Sucederá que si obedeces todo lo que te mande, andas en mis caminos y haces lo recto ante mis ojos al guardar mis Preceptos y mis Mandamientos como hizo mi esclavo David, Yo estaré contigo, te edificaré una casa firme, como se la edifiqué a David, y te entregaré Israel.
39 En Ik zal om diens wil het zaad van David verootmoedigen; nochtans niet altijd.
Por esto humillaré la descendencia de David, pero no para siempre.
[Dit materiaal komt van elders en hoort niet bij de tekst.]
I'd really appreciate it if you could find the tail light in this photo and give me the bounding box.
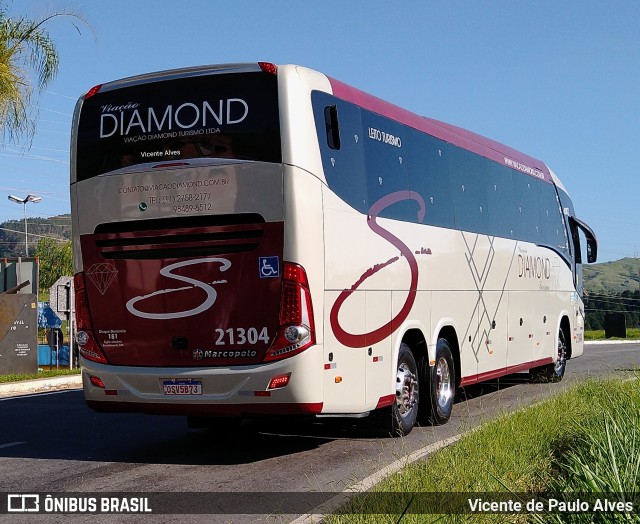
[258,62,278,75]
[264,262,316,362]
[73,273,108,364]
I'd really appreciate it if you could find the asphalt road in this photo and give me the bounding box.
[0,343,640,524]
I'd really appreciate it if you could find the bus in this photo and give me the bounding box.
[70,62,597,435]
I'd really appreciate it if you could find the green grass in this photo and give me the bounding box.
[327,380,640,524]
[0,368,80,384]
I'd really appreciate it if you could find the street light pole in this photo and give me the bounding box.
[8,195,42,257]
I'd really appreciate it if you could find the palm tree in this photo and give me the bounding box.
[0,7,66,142]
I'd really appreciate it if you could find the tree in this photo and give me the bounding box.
[36,238,73,290]
[0,3,85,142]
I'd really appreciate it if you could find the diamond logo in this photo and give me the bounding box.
[86,263,118,295]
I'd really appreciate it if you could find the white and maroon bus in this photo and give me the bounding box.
[71,63,597,434]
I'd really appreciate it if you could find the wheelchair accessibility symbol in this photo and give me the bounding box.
[258,257,280,278]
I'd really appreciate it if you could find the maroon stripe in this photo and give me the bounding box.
[460,357,553,386]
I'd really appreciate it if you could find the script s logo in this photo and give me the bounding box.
[127,257,231,320]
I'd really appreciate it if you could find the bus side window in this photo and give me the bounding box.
[324,105,340,149]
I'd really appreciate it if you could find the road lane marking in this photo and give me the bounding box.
[0,442,26,449]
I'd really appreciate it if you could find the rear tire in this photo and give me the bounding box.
[529,328,568,382]
[420,338,456,426]
[391,343,420,437]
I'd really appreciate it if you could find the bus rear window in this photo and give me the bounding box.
[77,72,282,181]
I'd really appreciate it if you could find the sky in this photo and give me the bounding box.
[0,0,640,263]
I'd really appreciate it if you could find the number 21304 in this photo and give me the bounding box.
[215,327,269,346]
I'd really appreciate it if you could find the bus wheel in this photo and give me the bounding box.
[529,328,567,382]
[420,338,456,426]
[391,343,420,436]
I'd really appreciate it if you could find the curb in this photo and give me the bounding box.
[0,375,82,398]
[584,339,640,346]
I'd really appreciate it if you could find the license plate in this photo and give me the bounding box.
[162,379,202,395]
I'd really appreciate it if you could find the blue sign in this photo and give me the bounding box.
[258,257,280,278]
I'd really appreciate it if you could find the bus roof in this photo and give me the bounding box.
[328,77,552,182]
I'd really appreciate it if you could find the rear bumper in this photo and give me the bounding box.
[82,346,323,416]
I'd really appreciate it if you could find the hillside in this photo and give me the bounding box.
[582,258,640,294]
[0,215,71,258]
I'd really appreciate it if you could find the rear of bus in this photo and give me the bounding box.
[71,64,322,417]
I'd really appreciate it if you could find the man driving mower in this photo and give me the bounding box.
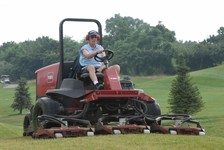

40 Daarom zocht Salomo Jerobeam te doden; maar Jerobeam maakte zich op, en vlood in Egypte, tot Sisak, den koning van Egypte, en was in Egypte, totdat Salomo stierf.
Entonces Salomón procuró matar a Jeroboam. Pero éste se levantó y huyó a Sisac, rey de Egipto. Estuvo en Egipto hasta la muerte de Salomón.
41 Het overige nu der geschiedenissen van Salomo, en al wat hij gedaan heeft, en zijn wijsheid, is dat niet geschreven in het boek der geschiedenissen van Salomo?
Los demás hechos y cosas de Salomón y su sabiduría, ¿no están escritos en el rollo de las Crónicas de Salomón?
42 De tijd nu, dien Salomo te Jeruzalem over het ganse Israel regeerde, was veertig jaar.
Los días que Salomón reinó en Jerusalén sobre todo Israel fueron 40 años.
43 Daarna ontsliep Salomo met zijn vaderen, en werd begraven in de stad van zijn vader David; en Rehabeam, zijn zoon, werd koning in zijn plaats.
Salomón durmió con sus antepasados y fue sepultado en la ciudad de su padre David, y Roboam su hijo reinó en su lugar.